The US is also further tightening its sanctions against Russia. From an economical point of view it seems to be benefiting from the situation, but does that also apply in geostrategically? Europe's press analyses the indirect consequences of the Ukraine war on Washington's international position.
The real winner is the US
Both economically and in terms of security policy, the US will benefit most from the fallout of the Ukraine war, the Financial Times points out:
“From 2026, if all goes well, liquefied natural gas will arrive via tanker on the shores of northern Germany. ... And those exports are the least of it. If Germany honours its recent pledge to splurge on defence, then the US should be able to share more of Nato's financial and logistical burden.
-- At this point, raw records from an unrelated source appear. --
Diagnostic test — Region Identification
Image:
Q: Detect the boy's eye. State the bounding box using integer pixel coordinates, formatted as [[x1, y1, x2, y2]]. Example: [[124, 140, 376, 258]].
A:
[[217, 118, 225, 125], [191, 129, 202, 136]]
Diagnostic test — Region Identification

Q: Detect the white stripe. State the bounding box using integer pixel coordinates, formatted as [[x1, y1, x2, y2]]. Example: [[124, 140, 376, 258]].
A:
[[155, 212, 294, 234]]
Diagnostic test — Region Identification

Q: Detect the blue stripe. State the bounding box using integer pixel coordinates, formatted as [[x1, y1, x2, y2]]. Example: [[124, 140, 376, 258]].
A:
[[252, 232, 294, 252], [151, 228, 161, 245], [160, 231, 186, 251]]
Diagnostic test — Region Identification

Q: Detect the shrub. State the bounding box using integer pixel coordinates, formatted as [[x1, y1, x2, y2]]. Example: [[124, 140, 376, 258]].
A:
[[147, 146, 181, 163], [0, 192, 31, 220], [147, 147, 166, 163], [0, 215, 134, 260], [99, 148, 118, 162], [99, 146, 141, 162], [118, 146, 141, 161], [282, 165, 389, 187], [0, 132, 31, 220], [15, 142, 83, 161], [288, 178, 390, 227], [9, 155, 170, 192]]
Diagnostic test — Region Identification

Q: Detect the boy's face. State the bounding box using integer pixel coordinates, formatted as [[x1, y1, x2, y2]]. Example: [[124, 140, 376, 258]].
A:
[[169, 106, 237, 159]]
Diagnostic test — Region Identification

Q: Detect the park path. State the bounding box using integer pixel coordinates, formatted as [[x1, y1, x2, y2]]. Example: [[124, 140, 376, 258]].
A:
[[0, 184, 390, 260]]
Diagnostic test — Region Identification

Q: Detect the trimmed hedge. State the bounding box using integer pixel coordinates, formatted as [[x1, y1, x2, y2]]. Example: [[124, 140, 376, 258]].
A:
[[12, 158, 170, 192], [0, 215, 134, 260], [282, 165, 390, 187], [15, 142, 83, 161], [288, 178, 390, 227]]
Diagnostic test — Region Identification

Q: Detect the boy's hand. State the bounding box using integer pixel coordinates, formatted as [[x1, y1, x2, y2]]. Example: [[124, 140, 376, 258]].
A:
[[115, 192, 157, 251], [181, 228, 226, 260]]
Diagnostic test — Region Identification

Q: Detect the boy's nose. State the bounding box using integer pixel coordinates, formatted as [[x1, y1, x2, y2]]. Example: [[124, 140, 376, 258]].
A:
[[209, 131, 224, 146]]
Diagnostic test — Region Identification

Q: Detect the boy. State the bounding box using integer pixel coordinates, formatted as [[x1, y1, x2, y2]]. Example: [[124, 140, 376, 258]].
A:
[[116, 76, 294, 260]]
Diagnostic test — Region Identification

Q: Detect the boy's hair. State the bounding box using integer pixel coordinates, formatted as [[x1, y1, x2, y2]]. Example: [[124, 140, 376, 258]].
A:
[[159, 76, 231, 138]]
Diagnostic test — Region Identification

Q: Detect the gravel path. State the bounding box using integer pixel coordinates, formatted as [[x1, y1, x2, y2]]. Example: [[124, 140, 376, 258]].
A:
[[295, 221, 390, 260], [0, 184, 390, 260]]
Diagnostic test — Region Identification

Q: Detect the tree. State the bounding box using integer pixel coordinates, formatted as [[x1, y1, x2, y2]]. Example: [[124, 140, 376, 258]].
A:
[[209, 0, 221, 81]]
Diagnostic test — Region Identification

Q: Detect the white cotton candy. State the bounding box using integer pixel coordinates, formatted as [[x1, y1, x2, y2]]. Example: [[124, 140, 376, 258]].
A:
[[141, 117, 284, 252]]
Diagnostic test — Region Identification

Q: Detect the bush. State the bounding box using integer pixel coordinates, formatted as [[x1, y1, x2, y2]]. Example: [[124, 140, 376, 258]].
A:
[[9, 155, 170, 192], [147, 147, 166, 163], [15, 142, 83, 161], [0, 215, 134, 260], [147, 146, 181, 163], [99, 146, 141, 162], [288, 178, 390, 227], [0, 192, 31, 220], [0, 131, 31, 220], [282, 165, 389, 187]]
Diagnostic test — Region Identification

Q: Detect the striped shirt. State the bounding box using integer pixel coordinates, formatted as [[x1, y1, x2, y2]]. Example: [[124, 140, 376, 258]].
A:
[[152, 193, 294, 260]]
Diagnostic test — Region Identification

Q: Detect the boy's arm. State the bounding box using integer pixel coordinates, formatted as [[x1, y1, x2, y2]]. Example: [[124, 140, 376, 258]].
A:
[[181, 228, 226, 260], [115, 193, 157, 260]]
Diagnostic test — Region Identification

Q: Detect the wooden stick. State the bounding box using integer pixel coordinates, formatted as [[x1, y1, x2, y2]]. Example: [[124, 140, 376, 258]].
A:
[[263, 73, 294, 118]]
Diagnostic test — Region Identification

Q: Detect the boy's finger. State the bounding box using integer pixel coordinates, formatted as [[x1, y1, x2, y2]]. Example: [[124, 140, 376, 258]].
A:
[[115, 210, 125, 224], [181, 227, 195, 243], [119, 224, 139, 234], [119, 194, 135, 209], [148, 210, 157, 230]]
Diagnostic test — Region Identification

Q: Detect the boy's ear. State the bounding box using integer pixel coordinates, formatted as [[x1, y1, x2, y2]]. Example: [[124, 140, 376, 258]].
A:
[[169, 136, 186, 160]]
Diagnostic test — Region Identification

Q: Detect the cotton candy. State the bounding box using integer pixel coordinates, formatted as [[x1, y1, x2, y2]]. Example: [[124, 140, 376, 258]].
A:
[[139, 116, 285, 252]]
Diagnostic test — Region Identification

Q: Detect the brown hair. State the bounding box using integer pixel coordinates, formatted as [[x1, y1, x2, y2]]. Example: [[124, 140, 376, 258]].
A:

A Europe that is more tethered to America and at the same time less of a drain on it: no Kissinger could have schemed what the Kremlin is poised to achieve through accident.”
Emergence of an alternative world order
The fact that alongside China, Washington's traditional allies are also refusing to isolate Moscow internationally is proof of the US's loss of power, political scientist Lina Kennouche comments in La Tribune:
“The reactions of numerous countries, including the United Arab Emirates and Saudi Arabia, to the war in Ukraine reveal a significant weakening of US soft power. America is no longer able to mobilise its traditional allies, who question its role as 'benevolent hegemon'. This shift appears to be a clear indicator of the move towards an 'alternative world order'.”
Solution for Syria postponed
The Ukraine war is also reshuffling the cards in Syria, T24 observes:
“Just before the war, the US and Iran were on the verge of a handshake regarding the nuclear deal, and discussions were underway as to whether this rapprochement could be used for developments in Syria. To elaborate, not only Ankara but also other international players believe that the path to a viable solution for all sides in Syria would entail a reconciliation among the four dominant powers, Russia, Iran, the US and Turkey. ... The Ukraine war has now torpedoed the negotiation process on Syria that was taking place between Russia and the US behind closed doors.”